Yesterday, for example, I found canned pumpkin from 2006. It smelled okay, and I was going to cook it anyway, for a Thai soup with winter spices. (Yes, I sprung for coconut milk.) While in the recesses of the garage food storage, I found dried kidney beans, long overlooked. (I hope not so long that they won't soften in the crock pot today.) I'm accessing recipes from living on welfare in the seventies: making a chicken last for four meals, homemade breads, potato dishes (still some from the CSA). Since I'm home nearly every day, it's all coming back to me, including the fond memories of toddlers in the house, and ironing!
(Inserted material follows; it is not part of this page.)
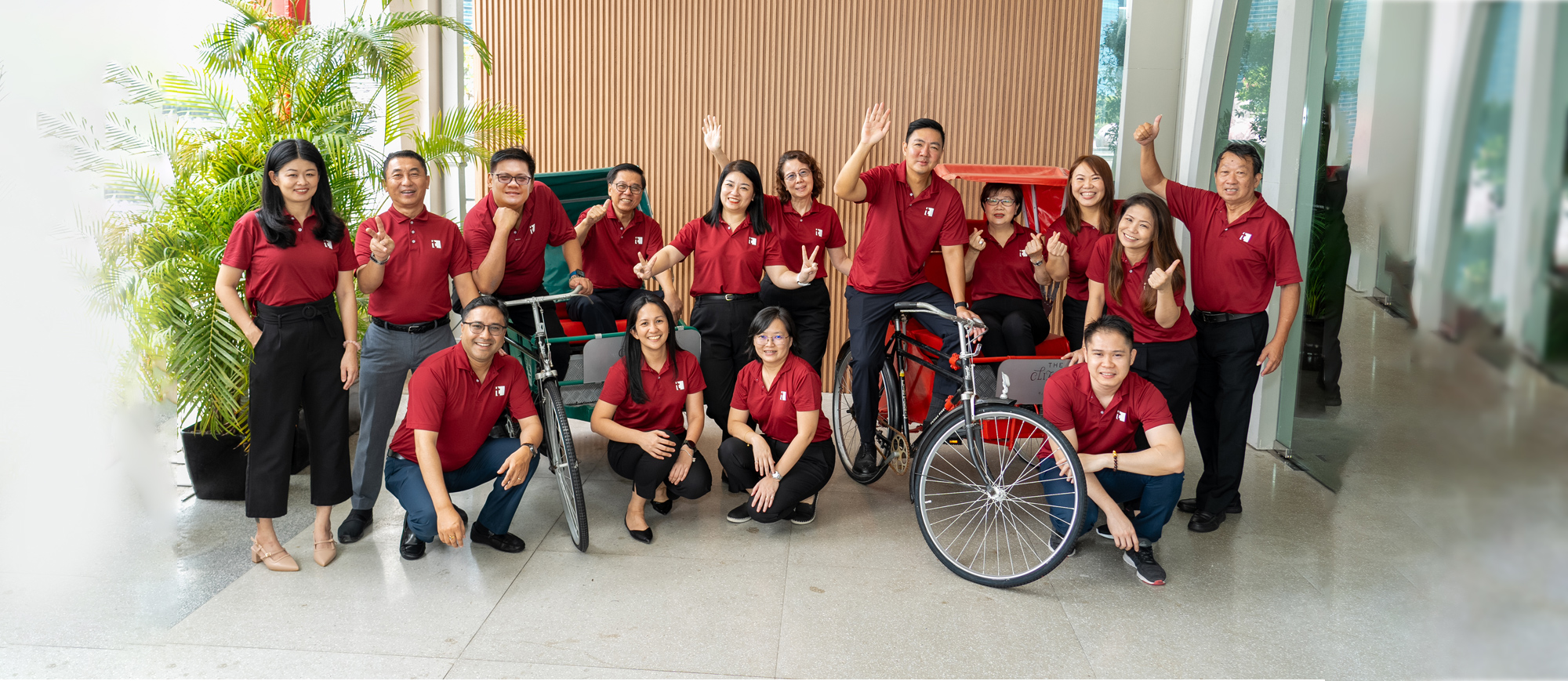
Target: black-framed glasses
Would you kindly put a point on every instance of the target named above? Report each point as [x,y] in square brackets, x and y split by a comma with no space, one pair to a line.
[481,328]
Close to the bone includes washing dishes by hand, resisting two-hour drives, closing drafty doors to preserve heat, entering the grocery store with a specific list and promising myself to adhere to it. It means cooking breakfasts for the teenager rather than letting him scarf up on expensive cereals, buying frozen juice rather than juice in cartons for the same reason. It's thinking ahead a day or two about menus. It's listening to my very frugal friend who keeps me alerted on special sales. It's taking on a few hours more a day of household tasks that had been let go when I worked full time. I'd gotten pretty spoiled.
"Close to the bone" is not going without food, however. Recently I heard a thoughtful description of a day in Haiti when U.S. troops were handing out food, not enough food for the hundreds that were standing there hoping to eat. The soldiers were working without any weapons, dressed in their uniforms without headgear or even nightsticks. When the coffers were empty, they formed a line and sat down. Then they announced the food was gone. The Haitians turned away, resigned, many still unfed, to come back the next day. Someone thought that gentle plan out ahead of time. I appreciated that.
My "close to the bone" is still privileged. I still have varieties of sale food to choose from, I've still got electricity to cook and hot water to wash in. I have financial support coming just around the bend. But I might just stay with these frugal practices. I see another financial collapse on the horizon, and I want to be ahead of the game. That would mean more planting in the spring, putting more food by in the fall, and being glad I was on welfare 'way back when. It taught me a lot. Gratitude, most of all.
2 comments:
I think I've heard that the meat is sweetest close to the bone. :o)
I think your practices are praise worthy even when we aren't in dire straits. You've reminded me to look in the back of my cupboards and do something with those beans back there. How lucky your grandson is to get a home cooked breakfast.